Type: Package
Title: Precision Agriculture Data Analysis
Version: 1.0.2
Description: Precision agriculture spatial data depuration and homogeneous zones (management zone) delineation. The package includes functions that performs protocols for data cleaning management zone delineation and zone comparison; protocols are described in Paccioretti et al., (2020) <doi:10.1016/j.compag.2020.105556>.
License: MIT + file LICENSE
Encoding: UTF-8
LazyData: true
RoxygenNote: 7.3.3
Imports: data.table, e1071, gstat, sf, spdep, stats
Depends: R (≥ 2.10)
Suggests: testthat, concaveman, units, SpatialPack, stars, knitr, rmarkdown, ggplot2
URL: https://ppaccioretti.github.io/paar/, https://github.com/PPaccioretti/paar
VignetteBuilder: knitr, rmarkdown
BugReports: https://github.com/PPaccioretti/paar/issues
NeedsCompilation: no
Packaged: 2026-03-19 20:13:15 UTC; ariel
Author: Pablo Paccioretti [aut, cre, cph], Mariano Córdoba [aut], Franca Giannini-Kurina [aut], Mónica Balzarini [aut]
Maintainer: Pablo Paccioretti <pablopaccioretti@agro.unc.edu.ar>
Repository: CRAN
Date/Publication: 2026-03-19 20:40:02 UTC

Barley grain yield

Description

A dataset containing Barley grain yield using calibrated commercial yield monitors mounted on combines equipped with DGPS.

Usage

barley

Format

A data frame with 7395 rows and 3 variables:

X

X coordinate, in meters

Y

Y coordinate, in meters

Yield

grain yield, in ton per hectare

Details

Coordinate reference system is "WGS 84 / UTM zone 20S", epsg:32720


Bind outlier condition to an object.

Description

Bind outlier condition to an object.

Usage

## S3 method for class 'paar'
cbind(..., deparse.level = 1)

Arguments

...

objects to bind.

deparse.level

integer controlling the construction of labels in the case of non-matrix-like arguments (for the default method):
deparse.level = 0 constructs no labels;
the default deparse.level = 1 typically and deparse.level = 2 always construct labels from the argument names, see the ‘Value’ section below.

Value

cbind called with m.


Compare means between spatial zones

Description

Compares variable means across spatial zones using a spatially-adjusted least significant difference (LSD) approach based on kriging variance.

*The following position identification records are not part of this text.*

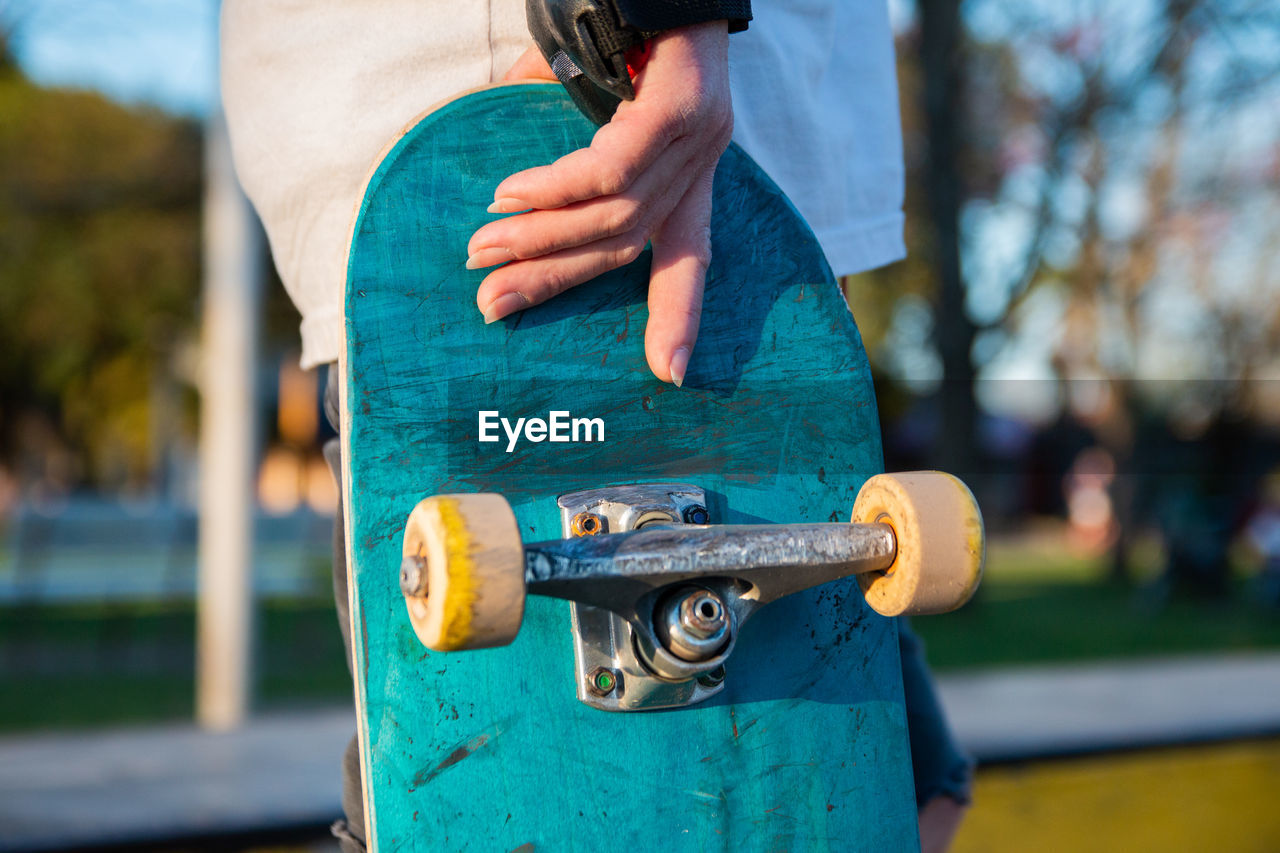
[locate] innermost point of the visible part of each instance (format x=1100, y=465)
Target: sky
x=161, y=53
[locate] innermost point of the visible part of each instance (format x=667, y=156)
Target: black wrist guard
x=586, y=41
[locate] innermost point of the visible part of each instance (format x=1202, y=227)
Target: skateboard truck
x=658, y=593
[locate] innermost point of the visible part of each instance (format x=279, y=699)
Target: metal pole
x=227, y=442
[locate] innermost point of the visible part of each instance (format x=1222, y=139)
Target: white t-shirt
x=314, y=90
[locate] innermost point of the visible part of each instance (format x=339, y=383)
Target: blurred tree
x=1098, y=181
x=99, y=282
x=1141, y=200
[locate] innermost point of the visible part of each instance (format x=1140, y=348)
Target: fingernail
x=508, y=205
x=679, y=363
x=504, y=305
x=489, y=258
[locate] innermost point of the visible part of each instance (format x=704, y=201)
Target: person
x=314, y=91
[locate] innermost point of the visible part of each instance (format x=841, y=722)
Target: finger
x=540, y=232
x=530, y=65
x=620, y=153
x=522, y=283
x=681, y=254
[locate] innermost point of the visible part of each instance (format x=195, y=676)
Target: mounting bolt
x=586, y=524
x=414, y=576
x=712, y=679
x=602, y=680
x=695, y=515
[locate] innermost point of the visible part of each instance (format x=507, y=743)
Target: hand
x=645, y=177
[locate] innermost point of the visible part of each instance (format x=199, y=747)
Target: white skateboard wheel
x=475, y=571
x=941, y=544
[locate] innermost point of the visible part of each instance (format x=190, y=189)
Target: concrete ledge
x=1022, y=714
x=136, y=785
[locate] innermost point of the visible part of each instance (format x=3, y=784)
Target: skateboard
x=594, y=611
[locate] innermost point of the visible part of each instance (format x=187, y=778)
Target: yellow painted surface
x=1215, y=798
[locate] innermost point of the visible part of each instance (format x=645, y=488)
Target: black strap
x=586, y=41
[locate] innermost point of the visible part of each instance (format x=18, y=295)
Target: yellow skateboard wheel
x=474, y=569
x=941, y=544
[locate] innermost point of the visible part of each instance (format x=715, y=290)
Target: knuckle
x=622, y=217
x=629, y=251
x=616, y=177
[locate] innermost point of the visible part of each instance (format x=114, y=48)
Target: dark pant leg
x=350, y=831
x=938, y=765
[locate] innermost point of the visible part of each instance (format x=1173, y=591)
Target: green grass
x=91, y=665
x=1042, y=603
x=87, y=665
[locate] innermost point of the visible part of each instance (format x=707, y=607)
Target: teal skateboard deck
x=805, y=748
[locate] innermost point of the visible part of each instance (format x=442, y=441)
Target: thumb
x=530, y=65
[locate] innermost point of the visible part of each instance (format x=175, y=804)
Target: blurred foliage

The function accounts for spatial variability by estimating semivariograms and deriving a spatial variance component, which is then used to assess differences between zone means.

Usage

compare_zone(
  data,
  variable,
  zonesCol,
  alpha = 0.05,
  join = sf::st_nearest_feature,
  returnLSD = FALSE,
  grid_dim
)

Arguments

data

an sf object containing the spatial zones

variable

either:

  • a character vector with column names in data, or

  • an sf object with external variables to be compared. In this case, values are spatially joined to data.

zonesCol

character. Column name in data defining zones

alpha

numeric. Significance level for mean comparison

join

function used in sf::st_join when variable is an external sf object (default: sf::st_nearest_feature)

returnLSD

logical. If TRUE, returns the LSD value used for comparisons

grid_dim

numeric. Grid resolution used to estimate spatial variance when interpolating external variables. If missing, it is automatically determined.

Details

When variable is an external sf object, values are interpolated using ordinary kriging before comparison. Otherwise, cross-validation of the variogram model is used to estimate spatial variance.

Pairwise comparisons between zones are evaluated using a spatially-adjusted LSD criterion:

LSD = z_{1-\alpha/2} \times \sigma_{spatial}

where \sigma_{spatial} is derived from kriging variance.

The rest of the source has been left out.